Ultra-bright galaxies in the early universe may be less common than scientists initially thought, according to new research.
Researchers used the Hubble Space Telescope to observe two galaxies thought to be so distant that we see them more than 13 billion years back in time when the universe was young.
The Brightest of Reionizing Galaxies (BoRG) survey team found one galaxy was a bright source seen more than 13 billion years ago, as expected. But the other was an “impostor”—a relatively nearby galaxy mistaken for one very far away due to its red color.
The effect known as redshift gives distant galaxies distinct colors that can indicate how far away they are. But some relatively nearby galaxies have deceptively similar colors, lending some uncertainty to their estimated distance.
The BoRG project
BoRG is designed to find bright early galaxies. The BoRG project, which Michele Trenti, an associate professor from the University of Melbourne and the ARC Centre of Excellence for All Sky Astrophysics, leads, exploits Hubble’s ability to use multiple cameras at once.
Trenti says that while another camera was in use, the BoRG team used the highly sensitive Wide Field Camera 3 to observe a random patch of sky for a few hours. He says repeating this more than 100 times built up a rich dataset that covers unrelated universe parts, maximizing the chances of landing a rare, bright, young galaxy.
“Looking really far away basically allows us to take baby pictures of galaxies…”
“Since Hubble primary time is so scarce and oversubscribed, the BoRG survey represents an ideal opportunity to carry out cutting-edge science at no extra cost,” Trenti says. “It is essentially doubling the productivity of an already amazing telescope.”
Researchers first observed the two galaxies in this study as part of the BoRG survey and reported the observations in a 2016 paper.
The latest study used Hubble to look again at those sources in order to take a more detailed measurement of the two galaxies’ colors, thus refining their estimated distances. One was from more than 13 billion years ago, when the universe was only five percent of its current age.
Young and bright
Astrophysicist Rachael Livermore, who led the research following up BoRG’s discovery, says this galaxy was incredibly bright compared to its peers.
“This makes it a perfect target for further study, so that we can really understand what’s going on inside galaxies way back in the early years of the universe,” Livermore says.
The second galaxy was thought to be the brightest galaxy discovered in the first 650 million years after the Big Bang, but turned out to be a fraud.
“Looking really far away basically allows us to take baby pictures of galaxies, so we can see how they started and then figure out how they grew into the types of galaxies we see today,” Livermore says.
“Now that we have a better measurement of the colors, it now looks as though the brightest galaxy is actually relatively nearby—we see it only 9 billion years back in time, whereas it was previously thought to be 13 billion.”
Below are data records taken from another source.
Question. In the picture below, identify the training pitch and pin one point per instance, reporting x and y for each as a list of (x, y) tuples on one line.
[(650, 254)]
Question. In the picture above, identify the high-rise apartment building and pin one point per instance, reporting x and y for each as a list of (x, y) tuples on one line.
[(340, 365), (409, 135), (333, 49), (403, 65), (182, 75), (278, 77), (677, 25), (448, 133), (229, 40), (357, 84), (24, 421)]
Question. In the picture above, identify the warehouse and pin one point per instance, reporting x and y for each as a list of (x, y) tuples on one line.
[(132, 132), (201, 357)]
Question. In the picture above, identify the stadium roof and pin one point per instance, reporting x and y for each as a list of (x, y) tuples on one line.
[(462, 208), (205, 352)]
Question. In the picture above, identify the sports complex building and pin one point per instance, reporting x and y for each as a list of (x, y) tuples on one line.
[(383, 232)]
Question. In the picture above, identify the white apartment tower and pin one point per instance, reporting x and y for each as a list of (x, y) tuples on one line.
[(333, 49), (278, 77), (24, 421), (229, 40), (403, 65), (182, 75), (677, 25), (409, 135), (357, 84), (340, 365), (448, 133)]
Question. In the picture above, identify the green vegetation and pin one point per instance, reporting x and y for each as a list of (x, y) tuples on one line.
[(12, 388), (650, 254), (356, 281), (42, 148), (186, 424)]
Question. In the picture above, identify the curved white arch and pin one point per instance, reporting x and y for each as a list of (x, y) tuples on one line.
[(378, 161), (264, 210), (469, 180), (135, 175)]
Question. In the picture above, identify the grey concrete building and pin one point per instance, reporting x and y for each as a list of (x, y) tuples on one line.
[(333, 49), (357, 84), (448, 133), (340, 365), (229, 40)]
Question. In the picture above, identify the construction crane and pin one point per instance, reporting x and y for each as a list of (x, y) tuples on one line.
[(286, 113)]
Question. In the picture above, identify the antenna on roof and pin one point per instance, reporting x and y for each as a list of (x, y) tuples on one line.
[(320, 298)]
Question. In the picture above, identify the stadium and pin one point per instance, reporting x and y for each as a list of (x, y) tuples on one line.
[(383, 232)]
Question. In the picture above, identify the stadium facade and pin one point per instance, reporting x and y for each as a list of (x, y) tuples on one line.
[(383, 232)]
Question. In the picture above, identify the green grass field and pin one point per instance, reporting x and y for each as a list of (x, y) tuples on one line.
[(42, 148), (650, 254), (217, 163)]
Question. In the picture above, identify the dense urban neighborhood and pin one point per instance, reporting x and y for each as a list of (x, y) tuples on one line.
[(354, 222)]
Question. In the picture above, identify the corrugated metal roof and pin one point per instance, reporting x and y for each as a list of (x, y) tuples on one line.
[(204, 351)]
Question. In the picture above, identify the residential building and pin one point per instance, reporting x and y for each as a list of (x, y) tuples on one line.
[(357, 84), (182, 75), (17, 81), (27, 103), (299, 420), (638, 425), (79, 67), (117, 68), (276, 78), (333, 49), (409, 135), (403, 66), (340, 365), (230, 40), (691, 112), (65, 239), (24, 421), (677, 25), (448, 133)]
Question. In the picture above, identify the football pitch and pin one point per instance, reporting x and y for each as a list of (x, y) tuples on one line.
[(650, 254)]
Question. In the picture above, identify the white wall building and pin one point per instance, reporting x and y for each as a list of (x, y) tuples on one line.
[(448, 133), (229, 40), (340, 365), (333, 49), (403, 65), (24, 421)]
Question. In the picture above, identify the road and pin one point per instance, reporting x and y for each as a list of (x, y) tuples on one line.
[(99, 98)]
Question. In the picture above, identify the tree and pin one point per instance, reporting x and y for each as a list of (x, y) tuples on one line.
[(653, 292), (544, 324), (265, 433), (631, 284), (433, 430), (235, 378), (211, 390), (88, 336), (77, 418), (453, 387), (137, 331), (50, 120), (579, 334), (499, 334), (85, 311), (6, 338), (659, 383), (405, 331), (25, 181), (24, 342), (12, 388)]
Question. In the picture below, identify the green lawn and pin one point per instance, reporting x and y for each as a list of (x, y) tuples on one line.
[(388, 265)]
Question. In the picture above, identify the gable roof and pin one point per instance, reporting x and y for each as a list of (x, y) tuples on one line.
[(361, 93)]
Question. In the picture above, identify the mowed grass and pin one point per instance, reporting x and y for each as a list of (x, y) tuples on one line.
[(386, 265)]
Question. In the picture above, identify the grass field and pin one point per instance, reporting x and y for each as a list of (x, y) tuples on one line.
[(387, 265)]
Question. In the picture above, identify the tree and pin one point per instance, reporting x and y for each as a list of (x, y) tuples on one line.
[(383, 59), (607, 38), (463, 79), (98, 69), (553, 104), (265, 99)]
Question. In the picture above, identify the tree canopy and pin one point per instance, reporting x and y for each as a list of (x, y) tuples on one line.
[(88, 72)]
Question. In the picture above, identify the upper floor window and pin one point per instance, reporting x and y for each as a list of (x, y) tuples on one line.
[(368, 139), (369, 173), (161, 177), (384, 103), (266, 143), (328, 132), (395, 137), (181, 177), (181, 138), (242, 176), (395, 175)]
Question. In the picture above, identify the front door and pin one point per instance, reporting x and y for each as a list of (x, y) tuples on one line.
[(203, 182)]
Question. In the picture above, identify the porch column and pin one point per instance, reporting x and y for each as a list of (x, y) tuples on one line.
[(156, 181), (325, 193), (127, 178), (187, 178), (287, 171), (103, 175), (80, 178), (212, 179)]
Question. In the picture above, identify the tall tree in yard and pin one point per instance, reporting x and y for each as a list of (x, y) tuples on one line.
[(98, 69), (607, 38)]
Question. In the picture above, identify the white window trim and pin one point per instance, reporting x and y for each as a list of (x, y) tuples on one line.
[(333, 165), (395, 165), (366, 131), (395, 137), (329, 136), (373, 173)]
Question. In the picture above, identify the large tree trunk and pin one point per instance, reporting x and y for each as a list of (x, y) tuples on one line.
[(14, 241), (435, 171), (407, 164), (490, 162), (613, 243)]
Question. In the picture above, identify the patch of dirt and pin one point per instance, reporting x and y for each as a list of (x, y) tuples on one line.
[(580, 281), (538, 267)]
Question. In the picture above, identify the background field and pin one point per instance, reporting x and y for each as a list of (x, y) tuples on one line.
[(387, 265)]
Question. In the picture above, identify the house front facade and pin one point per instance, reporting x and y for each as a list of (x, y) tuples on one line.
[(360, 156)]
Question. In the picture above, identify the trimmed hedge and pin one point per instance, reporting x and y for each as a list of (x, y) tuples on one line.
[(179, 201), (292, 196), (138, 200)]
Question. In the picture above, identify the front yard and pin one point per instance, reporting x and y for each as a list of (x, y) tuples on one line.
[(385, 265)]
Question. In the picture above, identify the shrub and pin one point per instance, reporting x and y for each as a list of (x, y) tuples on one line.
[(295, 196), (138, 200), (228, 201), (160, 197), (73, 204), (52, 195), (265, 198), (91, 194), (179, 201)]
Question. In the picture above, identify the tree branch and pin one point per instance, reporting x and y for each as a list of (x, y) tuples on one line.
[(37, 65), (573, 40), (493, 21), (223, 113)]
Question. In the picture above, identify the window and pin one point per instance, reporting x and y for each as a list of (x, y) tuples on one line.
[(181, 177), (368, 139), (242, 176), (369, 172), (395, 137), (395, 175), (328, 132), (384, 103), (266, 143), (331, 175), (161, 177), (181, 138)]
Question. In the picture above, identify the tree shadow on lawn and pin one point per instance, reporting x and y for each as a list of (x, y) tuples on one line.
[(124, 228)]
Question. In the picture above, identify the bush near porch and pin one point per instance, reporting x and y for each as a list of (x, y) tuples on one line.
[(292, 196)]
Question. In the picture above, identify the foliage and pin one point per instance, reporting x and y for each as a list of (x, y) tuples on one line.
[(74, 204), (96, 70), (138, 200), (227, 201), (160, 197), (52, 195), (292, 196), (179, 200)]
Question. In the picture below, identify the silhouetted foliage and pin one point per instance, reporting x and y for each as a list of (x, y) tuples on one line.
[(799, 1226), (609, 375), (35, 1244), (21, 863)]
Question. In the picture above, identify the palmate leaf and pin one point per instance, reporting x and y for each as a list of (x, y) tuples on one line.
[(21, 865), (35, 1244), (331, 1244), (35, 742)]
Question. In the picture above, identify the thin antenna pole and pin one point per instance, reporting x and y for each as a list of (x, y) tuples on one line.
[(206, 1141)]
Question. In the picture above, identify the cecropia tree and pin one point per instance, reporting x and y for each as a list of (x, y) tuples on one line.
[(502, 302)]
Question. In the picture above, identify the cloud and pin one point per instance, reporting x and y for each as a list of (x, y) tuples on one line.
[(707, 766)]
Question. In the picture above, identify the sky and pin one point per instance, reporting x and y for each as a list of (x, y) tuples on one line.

These galaxies are a natural target for Hubble’s successor, the James Webb Space Telescope, which is due to launch in 2021. The new telescope is designed to find and characterize very early galaxies and the BoRG team hopes to use it for further research.
The latest study appears in the Astrophysical Journal Letters.
Support for the work came from the ARC Centre of Excellence for All Sky Astrophysics in 3 Dimensions (ASTRO 3D), a Research Centre of Excellence that the Australian Research Council (ARC), and six collaborating universities—the Australian National University, the University of Sydney, the University of Melbourne, Swinburne University of Technology, the University of Western Australia, and Curtin University—partially funded the study.